After Congress tonight approved a one-week funding bill for the Department of Homeland Security just hours before a midnight deadline, Republican lawmakers still struggled over how to fund the agency beyond seven days while fulfilling their stated goal of stopping President Obama’s immigration actions.

“I am not sure how it is all going to end,” Sen. Mike Lee, R-Utah, told The Daily Signal in an interview before the Senate and House passed the one-week funding legislation. “One way or another we need to find a way to keep [Homeland Security] funded.”

Earlier tonight, the House failed to pass a bill that would have extended Homeland Security funding for three weeks.

Senate Majority Leader Mitch McConnell then abruptly put forth a one-week funding plan, which the House later approved by a vote of 357-60. When the votes were tallied, 55 Republicans opposed the one-week plan.

House Speaker John Boehner and his leadership team hope the extra time will allow restive conservatives to continue to make their case that any long-term funding of Homeland Security should be tied with an effort to undo Obama’s executive actions on immigration.

Speaker of the House John Boehner, R-Ohio, speaks on the ongoing DHS funding debate on Capitol Hill Feb. 26, 2015. (Photo: Kevin Dietsch/UPI/Newscom)

Speaker of the House John Boehner, R-Ohio, speaks on the ongoing Homeland Security funding debate on Capitol Hill Feb. 26, 2015. (Photo: Kevin Dietsch/UPI/Newscom)

The New York Times reported tonight that Boehner plans to bring a vote on a “clean” long-term funding bill next week.

House Minority Leader Nancy Pelosi, D-Calif., seemed to hint at a possible deal with Boehner in a letter she sent to Democratic colleagues, writing, “Your vote tonight will assure that we will vote for full funding next week.”

A Boehner spokesman quickly assured that there was “no such promise” made.

The Senate this afternoon already passed its own “clean” bill to fund Homeland Security through the fiscal year.

Senate Democrats defeated a second, separate bill—not tied to Homeland Security funding—that would have blocked money for Obama’s program to defer deportation for up to 5 million illegal immigrants and grant them work permits.

Even if they could not predict what would happen, conservatives lawmakers told The Daily Signal today that they were confident they could “win the public debate” on the issue.

“I think we could have won the public debate and we still may,” Sen. Jeff Sessions said in an interview with The Daily Signal. “The right thing to do would be for our leadership to develop a sustained campaign to explain the true situation and why our position is eminently reasonable. Congress has no obligation to fund any program that it doesn’t think is good and it absolutely has a duty not to fund unlawful programs.”
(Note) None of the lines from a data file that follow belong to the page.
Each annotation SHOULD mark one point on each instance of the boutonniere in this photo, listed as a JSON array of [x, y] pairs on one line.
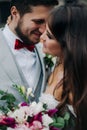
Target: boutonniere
[[49, 61]]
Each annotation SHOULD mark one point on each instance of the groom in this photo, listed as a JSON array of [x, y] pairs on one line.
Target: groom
[[21, 60]]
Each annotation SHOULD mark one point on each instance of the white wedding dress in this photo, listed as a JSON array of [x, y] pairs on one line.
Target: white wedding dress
[[52, 102]]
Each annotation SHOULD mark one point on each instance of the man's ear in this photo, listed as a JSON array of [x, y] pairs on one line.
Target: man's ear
[[14, 12]]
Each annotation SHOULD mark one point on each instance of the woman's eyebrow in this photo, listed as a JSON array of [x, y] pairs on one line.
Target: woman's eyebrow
[[39, 21], [49, 35]]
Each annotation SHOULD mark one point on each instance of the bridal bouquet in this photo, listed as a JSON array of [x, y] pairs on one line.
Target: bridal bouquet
[[29, 116]]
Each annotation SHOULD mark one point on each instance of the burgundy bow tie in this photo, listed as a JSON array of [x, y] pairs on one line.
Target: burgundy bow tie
[[19, 45]]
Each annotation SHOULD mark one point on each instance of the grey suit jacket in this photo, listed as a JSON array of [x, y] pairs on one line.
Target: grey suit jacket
[[10, 72]]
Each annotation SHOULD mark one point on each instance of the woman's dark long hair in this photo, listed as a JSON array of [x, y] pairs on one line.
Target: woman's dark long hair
[[68, 23]]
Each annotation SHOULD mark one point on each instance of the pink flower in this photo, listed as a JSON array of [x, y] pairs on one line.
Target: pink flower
[[36, 125], [7, 121], [23, 104], [20, 127]]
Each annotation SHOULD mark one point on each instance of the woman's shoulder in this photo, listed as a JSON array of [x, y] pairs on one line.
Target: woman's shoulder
[[49, 100], [65, 113]]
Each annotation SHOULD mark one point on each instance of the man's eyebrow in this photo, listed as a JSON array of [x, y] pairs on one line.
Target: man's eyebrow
[[40, 21]]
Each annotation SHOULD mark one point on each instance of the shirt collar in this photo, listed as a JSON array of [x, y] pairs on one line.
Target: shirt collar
[[10, 36]]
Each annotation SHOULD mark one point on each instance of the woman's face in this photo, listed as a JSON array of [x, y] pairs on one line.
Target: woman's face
[[50, 44]]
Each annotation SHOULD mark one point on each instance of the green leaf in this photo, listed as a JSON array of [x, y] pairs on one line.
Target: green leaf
[[67, 116], [59, 123], [2, 92], [8, 98]]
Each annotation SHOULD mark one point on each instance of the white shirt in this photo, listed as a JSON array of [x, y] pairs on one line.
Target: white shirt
[[27, 60]]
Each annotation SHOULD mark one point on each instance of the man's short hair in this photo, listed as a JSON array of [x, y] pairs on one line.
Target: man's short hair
[[24, 6]]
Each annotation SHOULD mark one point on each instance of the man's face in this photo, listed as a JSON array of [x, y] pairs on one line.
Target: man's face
[[31, 25]]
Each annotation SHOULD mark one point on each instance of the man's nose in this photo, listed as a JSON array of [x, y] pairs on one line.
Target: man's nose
[[42, 28]]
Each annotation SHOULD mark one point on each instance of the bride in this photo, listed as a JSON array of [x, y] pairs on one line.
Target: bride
[[66, 37]]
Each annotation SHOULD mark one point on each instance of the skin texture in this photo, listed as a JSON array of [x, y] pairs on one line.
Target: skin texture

At the same time, Sessions, R-Ala., seemed to regret that the newly Republican-controlled Congress has not pushed harder against Obama’s actions.

“Many Republicans think, ‘We always lose. We always lose. The media will be against us. The president always wins,’” Sessions said.

“That’s not so. I am convinced a sustained, honest resistance to this overreach would have garnered strong public support and would have caused the president to back down from his absolutely unreasonable position. The trumpet sounded by Republicans was too uncertain and too many Republicans were saying there’s nothing we can do. And as a result, I think the president has a perception that his agenda can’t be stopped.”

Meanwhile, Democrats took joy in the early disagreements of the new Republican majority.

Senate Majority Leader Harry Reid and House Minority Leader Nancy Pelosi speak on the DHS funding debate Feb. 26. (Photo: Kevin Dietsch/UPI/Newscom)

Senate Minority Leader Harry Reid and House Minority Leader Nancy Pelosi speak on the Homeland Security funding debate Feb. 26. (Photo: Kevin Dietsch/UPI/Newscom)

“The Republican Congress has shown that it simply cannot govern,” said Senate Minority Leader Harry Reid, D-Nev., in a statement.

Democrats argue that funding Homeland Security, a vital agency that protects the nation from terrorists, illegal border-crossers and natural disasters, among other duties, should not be contingent on fulfilling another goal—stopping Obama’s immigration actions—that the president has no chance of supporting.

However the dispute ends, an already publically battered Congress faced few good options.

“This [a short-term solution] is the best of the worst options,” said Sen. James Lankford, R-Okla., in an interview with The Daily Signal. “There are no good options. We have to keep our eye on the ball: Stopping the president’s illegal actions. This would give us [more time]. It’s tough to guess at this point what will happen. We will find a way.”